Believe everything you’ve heard about Hookworms third album ‘Microshift’, it’s the best and it’s our Record of the Week.
The reverb has settled and in its place is a bright psychedelic disco outfit, which also takes in the sonic bliss you’d associate with Spiritualized but with those trademarked wall of noise kosmiche grooves are still there. It’s the best Hookworms yet!
Microshift is the Leeds band’s first new work in over 3 years and marks a seismic shift in their sound, dynamic, songwriting and production, whilst still bearing all the ferocious energy, intricate musicianship and bruised but beautiful song-craft of the previous releases which have quietly made them one of the UK’s most revered young bands.
This is the band’s third studio album technically but arguably the first in which the studio has been central to its creation. Pearl Mystic and second LP, The Hum were heavily informed by the band’s live sound, Microshift on the other hand came to life in the studio, formed out of loops, modular synthesizer sequences, drum machines, homemade samples etc. which were jammed around and layered until the songs began to emerge. The band have also opened their writing to include collaborations with artists such as Richard Formby (on Opener), Christopher Duffin (on Boxing Day) and Alice Merida Richards (on Each Time We Pass).

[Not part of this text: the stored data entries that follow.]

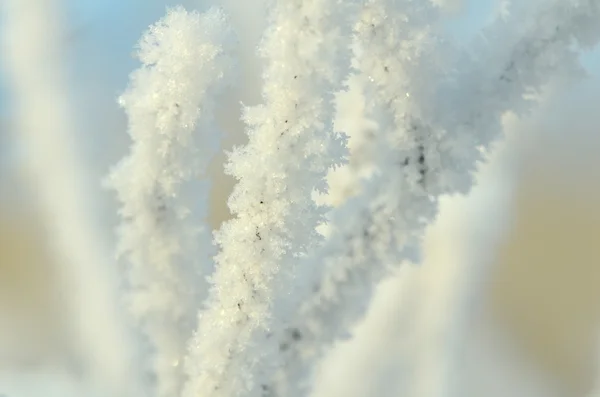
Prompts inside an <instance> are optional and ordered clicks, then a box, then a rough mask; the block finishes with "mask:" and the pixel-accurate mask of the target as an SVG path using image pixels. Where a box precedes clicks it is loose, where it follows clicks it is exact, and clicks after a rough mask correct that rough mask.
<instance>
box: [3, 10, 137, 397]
mask: <svg viewBox="0 0 600 397" xmlns="http://www.w3.org/2000/svg"><path fill="white" fill-rule="evenodd" d="M60 3H61V1H59V0H55V1H52V0H46V1H37V0H5V1H2V2H0V11H2V12H4V13H5V14H4V16H5V18H3V26H2V28H3V29H2V33H1V34H0V39H1V40H2V54H3V58H2V61H3V64H2V65H1V66H2V67H4V68H5V72H6V73H7V77H8V79H7V81H8V82H10V85H11V88H12V89H13V93H14V103H15V108H14V110H15V120H16V124H15V131H16V133H17V134H18V135H17V136H16V139H17V141H18V143H19V144H22V145H23V151H24V156H23V159H24V169H23V171H24V177H25V179H26V182H28V183H29V184H30V186H29V187H30V190H31V194H32V197H35V199H36V200H37V204H39V206H40V210H41V213H42V216H43V219H44V223H45V228H46V229H47V230H46V234H45V236H46V237H47V238H48V240H49V243H50V245H51V246H52V247H53V250H54V254H56V256H57V258H56V261H57V263H58V264H59V265H60V266H59V270H60V272H61V274H60V275H59V278H60V279H61V281H64V282H65V284H61V286H64V287H65V289H66V291H64V292H63V293H64V295H65V296H66V297H68V299H67V301H68V304H67V305H65V307H63V308H62V309H63V310H64V313H62V314H65V319H66V320H67V321H68V322H69V325H70V326H71V327H72V328H71V329H70V331H73V333H72V335H73V336H74V337H73V339H72V341H71V342H72V343H73V346H74V347H75V348H76V349H78V351H77V352H76V354H77V357H76V359H77V360H81V361H80V364H82V366H81V367H80V368H77V369H76V370H83V371H85V372H86V373H87V375H89V376H90V377H91V379H88V380H90V381H91V383H92V384H93V386H94V387H97V388H98V389H97V390H96V391H97V392H98V393H106V395H112V396H132V395H135V393H136V392H137V389H136V386H135V385H136V381H137V378H136V371H135V366H134V365H132V358H133V357H132V354H131V353H132V352H131V349H130V347H129V346H130V343H131V341H130V340H129V338H128V335H127V332H126V328H125V327H124V321H123V320H124V317H123V316H122V313H120V312H119V309H118V307H119V306H118V302H117V300H116V299H115V296H117V289H116V288H117V285H116V284H117V283H116V274H114V273H113V272H112V270H113V266H112V262H113V261H112V259H111V255H110V251H109V249H108V247H107V244H106V237H107V236H105V235H103V233H102V232H101V230H102V229H101V226H100V222H99V219H97V218H95V214H97V213H98V211H97V208H96V206H95V205H94V204H95V201H94V199H93V196H92V192H94V191H95V188H94V187H95V183H94V181H93V180H92V179H91V178H90V176H89V175H88V174H87V173H86V171H85V170H86V168H87V166H88V164H86V161H85V160H84V158H83V151H82V147H81V145H79V142H78V136H77V135H78V133H77V126H76V124H75V123H74V120H75V114H74V113H73V106H72V103H71V100H70V98H69V85H68V83H67V77H66V76H65V69H64V68H65V66H64V64H63V63H62V62H61V59H62V58H63V57H64V53H63V52H62V50H63V48H62V46H61V27H62V26H64V25H65V23H64V21H62V19H61V18H60V15H61V10H60ZM73 376H75V374H73Z"/></svg>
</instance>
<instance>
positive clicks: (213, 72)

Radiant, immersive and teeming with light, but still heavy and forceful – the music on Microshift acts as a very deliberate counter to some of the difficult topics the album’s lyrics address. Death, disease, heartbreak, body image and even natural disaster are all present here but the overall effect these songs achieve is euphoric catharsis.
The album was written and recorded in full following a complete rebuild of the band’s Suburban Home Studio after the River Aire floods in Leeds in the winter of 2015 which devastated the studio. The band had an incredible response to a GoFundMe campaign and the subsequent help of volunteers over several months to rebuild the studio from nothing is a huge part of the band’s continued existence. Striving through the toughness, it is perhaps no surprise that the record is one of both defiance and darkness. “All of our records are to an extent about mental health,” comments MJ. “Largely this is an album about loss but also about maturing, accepting your flaws and the transience of intimacy”.